Friday 6 January 2012

Is There "Gaming" of the Patent System?

I think that the first time that I heard the reference to "gaming the system" in the context of intellectual property was in a class lecture given by a friend and colleague. The course, one of the few of its type offered by a top-tier MBA program, sought to impart to its students an appreciation of the way by which a proper understanding of IP could be of service as part of a manager's s professional skill set. I was sitting in on the class to gain a better appreciation about how to pedagogically approach MBA students. I don't remember too much about the actual contents of the lecture (it was, after all, a few years ago). What I do recall well was one sentence which he reiterated several times in response to various suggestions by students how to exploit the patent system. My friend said loud and clear--"Don't try to game the system"!

What exactly did he mean? He did not elaborate, at least not in the class session that I attended that day. Ever since that I encounter, I have sought to try and work it my mind what the term might mean in the IP context.

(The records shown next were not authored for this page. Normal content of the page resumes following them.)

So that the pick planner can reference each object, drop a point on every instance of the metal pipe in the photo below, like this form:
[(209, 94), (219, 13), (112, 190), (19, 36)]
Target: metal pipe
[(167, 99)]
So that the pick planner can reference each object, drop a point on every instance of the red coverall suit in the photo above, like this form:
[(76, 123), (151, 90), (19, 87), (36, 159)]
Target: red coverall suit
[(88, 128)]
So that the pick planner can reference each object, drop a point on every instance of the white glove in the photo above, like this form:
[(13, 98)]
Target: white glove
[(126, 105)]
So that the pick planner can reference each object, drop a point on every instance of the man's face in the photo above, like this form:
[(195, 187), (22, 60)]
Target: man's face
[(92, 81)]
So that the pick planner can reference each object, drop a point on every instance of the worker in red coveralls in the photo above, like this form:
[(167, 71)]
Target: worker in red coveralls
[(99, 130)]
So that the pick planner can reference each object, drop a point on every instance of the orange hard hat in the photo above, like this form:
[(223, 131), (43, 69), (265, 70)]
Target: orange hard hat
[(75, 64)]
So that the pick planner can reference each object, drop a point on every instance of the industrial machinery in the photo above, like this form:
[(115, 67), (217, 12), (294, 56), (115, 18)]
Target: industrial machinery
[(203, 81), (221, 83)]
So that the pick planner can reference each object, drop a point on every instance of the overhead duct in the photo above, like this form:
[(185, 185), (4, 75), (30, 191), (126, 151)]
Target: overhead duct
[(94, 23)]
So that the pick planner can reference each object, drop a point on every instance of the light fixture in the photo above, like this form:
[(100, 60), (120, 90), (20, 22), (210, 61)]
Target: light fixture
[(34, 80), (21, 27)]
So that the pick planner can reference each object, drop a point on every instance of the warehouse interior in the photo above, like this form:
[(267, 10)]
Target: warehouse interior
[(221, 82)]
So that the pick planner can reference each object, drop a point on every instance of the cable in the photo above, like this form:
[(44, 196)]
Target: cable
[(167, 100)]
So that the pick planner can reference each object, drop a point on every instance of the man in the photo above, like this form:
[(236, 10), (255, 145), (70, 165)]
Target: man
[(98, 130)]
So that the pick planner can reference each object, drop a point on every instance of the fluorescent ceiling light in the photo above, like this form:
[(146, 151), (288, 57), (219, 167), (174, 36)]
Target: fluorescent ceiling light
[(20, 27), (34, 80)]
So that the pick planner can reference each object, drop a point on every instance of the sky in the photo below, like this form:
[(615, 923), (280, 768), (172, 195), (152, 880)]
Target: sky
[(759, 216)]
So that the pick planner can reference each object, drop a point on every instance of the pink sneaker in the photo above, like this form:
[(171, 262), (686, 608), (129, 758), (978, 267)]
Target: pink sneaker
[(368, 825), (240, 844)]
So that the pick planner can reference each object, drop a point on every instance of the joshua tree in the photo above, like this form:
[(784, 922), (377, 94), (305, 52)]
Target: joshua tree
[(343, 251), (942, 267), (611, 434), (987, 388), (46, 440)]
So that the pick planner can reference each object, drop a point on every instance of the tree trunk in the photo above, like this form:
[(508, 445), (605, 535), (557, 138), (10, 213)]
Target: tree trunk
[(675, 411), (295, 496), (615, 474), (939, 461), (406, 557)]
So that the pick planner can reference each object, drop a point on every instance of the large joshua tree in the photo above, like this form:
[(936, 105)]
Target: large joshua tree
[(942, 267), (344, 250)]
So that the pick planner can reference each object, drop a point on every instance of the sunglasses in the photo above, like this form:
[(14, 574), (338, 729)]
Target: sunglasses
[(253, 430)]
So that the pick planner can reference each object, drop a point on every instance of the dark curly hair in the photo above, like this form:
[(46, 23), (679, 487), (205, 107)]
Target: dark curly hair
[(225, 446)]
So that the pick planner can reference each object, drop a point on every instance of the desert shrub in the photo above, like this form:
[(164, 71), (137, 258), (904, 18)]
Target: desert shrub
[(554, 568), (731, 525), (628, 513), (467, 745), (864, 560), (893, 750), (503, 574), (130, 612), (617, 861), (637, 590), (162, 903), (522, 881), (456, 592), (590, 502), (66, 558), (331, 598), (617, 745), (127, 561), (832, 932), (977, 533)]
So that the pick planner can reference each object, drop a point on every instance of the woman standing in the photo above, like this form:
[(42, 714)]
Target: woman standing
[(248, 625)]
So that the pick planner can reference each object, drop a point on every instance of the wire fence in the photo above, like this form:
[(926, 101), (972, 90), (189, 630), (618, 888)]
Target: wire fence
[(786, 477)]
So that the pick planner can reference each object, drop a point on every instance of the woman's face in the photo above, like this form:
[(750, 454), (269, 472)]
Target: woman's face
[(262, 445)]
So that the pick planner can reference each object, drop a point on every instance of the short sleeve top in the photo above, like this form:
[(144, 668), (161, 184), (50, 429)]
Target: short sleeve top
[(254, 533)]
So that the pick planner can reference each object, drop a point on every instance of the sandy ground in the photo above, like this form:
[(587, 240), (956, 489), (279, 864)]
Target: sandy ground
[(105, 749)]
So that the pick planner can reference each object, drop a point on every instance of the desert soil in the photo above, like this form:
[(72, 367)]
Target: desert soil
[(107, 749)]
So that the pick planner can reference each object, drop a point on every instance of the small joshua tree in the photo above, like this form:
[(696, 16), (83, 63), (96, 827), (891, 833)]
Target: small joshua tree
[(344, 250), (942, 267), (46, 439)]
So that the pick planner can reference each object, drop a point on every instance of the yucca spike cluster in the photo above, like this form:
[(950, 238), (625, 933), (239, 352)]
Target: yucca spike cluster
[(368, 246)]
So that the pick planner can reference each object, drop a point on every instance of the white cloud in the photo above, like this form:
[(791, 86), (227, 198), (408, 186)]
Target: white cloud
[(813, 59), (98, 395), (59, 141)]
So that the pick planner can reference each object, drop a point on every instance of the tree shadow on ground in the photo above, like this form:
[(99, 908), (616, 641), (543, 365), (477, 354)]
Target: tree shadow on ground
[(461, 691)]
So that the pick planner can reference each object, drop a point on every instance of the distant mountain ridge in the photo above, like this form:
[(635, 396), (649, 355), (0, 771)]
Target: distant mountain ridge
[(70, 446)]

Let's start with a definition, taken from , where "gaming the system" is acting so as 
"[t]o use the rules and procedures meant to protect a system in order to instead manipulate the system for a desired outcome."
That sounds pretty negative to me. The trouble is that I continue to have difficulty in articulating the difference between making use of patent rules and procedures for one's benefit, while maintaining the integrity of the system, as opposed to nefariously manipulating the system in a way that, while it might be work to my advantage, also does harm to the patent system itself. It is assumed that "gaming the system" does not mean that one is breaking the law, but merely that one's conduct somehow works to the detriment of the system even if it allows one to achieve his desired goal. Stated in that way, however, I still struggle to find a reasoned way to distinguish between conduct that does, and does not, "game the patent system." Let me suggest several examples:

1. Submarine patents-- Prior to legislative amendments in the 1990s, it was possible under U.S. patent law to engage in what was called "submarine patenting." As the U.S. Committee on the Judiciary noted in a 2008 report,
"[p]rior to requiring the publication of [U.S. patent] applications, the public would not learn of a patent until after it issued, which is often several years after the application was filed. Some patentees took advantage of this practice to the extreme (with ‘‘submarine’’ patents), and intentionally delayed their patents issuance, and thus publication, of the patent for several years to allow potentially infringing industries to develop and expand, having no way to learn of the pending application."
The law was changed to prevent submarine patenting, at least with respect to U.S. applications for which there were also foreign parallel applications. The question is: was "submarine patenting" an example of "gaming the system"? On the one hand, the lack of disclosure until a later time potentially put third parties at risk that they were be the object of an infringement action without having prior reasonable knowledge of the existence of the invention. On the other hand, it still seems to be the case that can engage in such conduct provided he limits himself to a U.S. patent application. Is this "gaming the system" or simply calculated use of patent rules and regulations?

2. Patent trolls--It is well-known that certain companies and law firms pursue patent litigation on the basis of a granted patent for which the patentee is not making any use thereof. Loud voices were raised about such conduct amounting to a perversion of the patent system. Whether or not public criticism was a factor, it remains that the U.S. Supreme Court, in the case of eBay Inc. v. MercExchange, L.L.C here, limited the ability of a plaintiff to use the patent system to extract a monetary settlement in circumstances where there was not exploitation of the patent by the patentee. Neither the navigator of the submarine patent or the alleged patent troll was said to have broken any law, but merely to have adroitly exploited it for his ultimate monetary benefit.

In both instances, the legal system ultimately took steps to rectify what was perceived an unacceptable exploitation of the patent system. On that basis, both submarine patenting and patent trolling could be seen as instances in which the conduct of the patentee was not in the best interests of the patent system, even if such conduct worked to the patentee's benefit. Circling back, however, to the beginning of this blog post: is the role of the manager to refrain from either submarine patenting or patent trolling because it does not serve the best interests of the patent system? If the answer is "yes", then there are potentially huge implications for how we conceive of the role manager in respect of IP rights in particular, and all legal rights, more generally. If the answer is "no", then I remain with the question: what do we mean by "gaming" the patent system?

1 comment:

  1. Yes, the meaning of the term "gaming" is ambiguous as applied to patent practice and/or strategy because as you suggest, "gaming" is a logical subset of "following the rules," albeit with perceived evil intent or nefarious purpose. But beyond the definitional issue, the problem with use of the term is that it is totally subjective, in the sense that it is almost always a pejorative used by someone who feels personally disadvantaged by the alleged gamer's actions. In other words, the one using the term sees "the game" as zero-sum in which case if the gamer is a winner, there must be losers.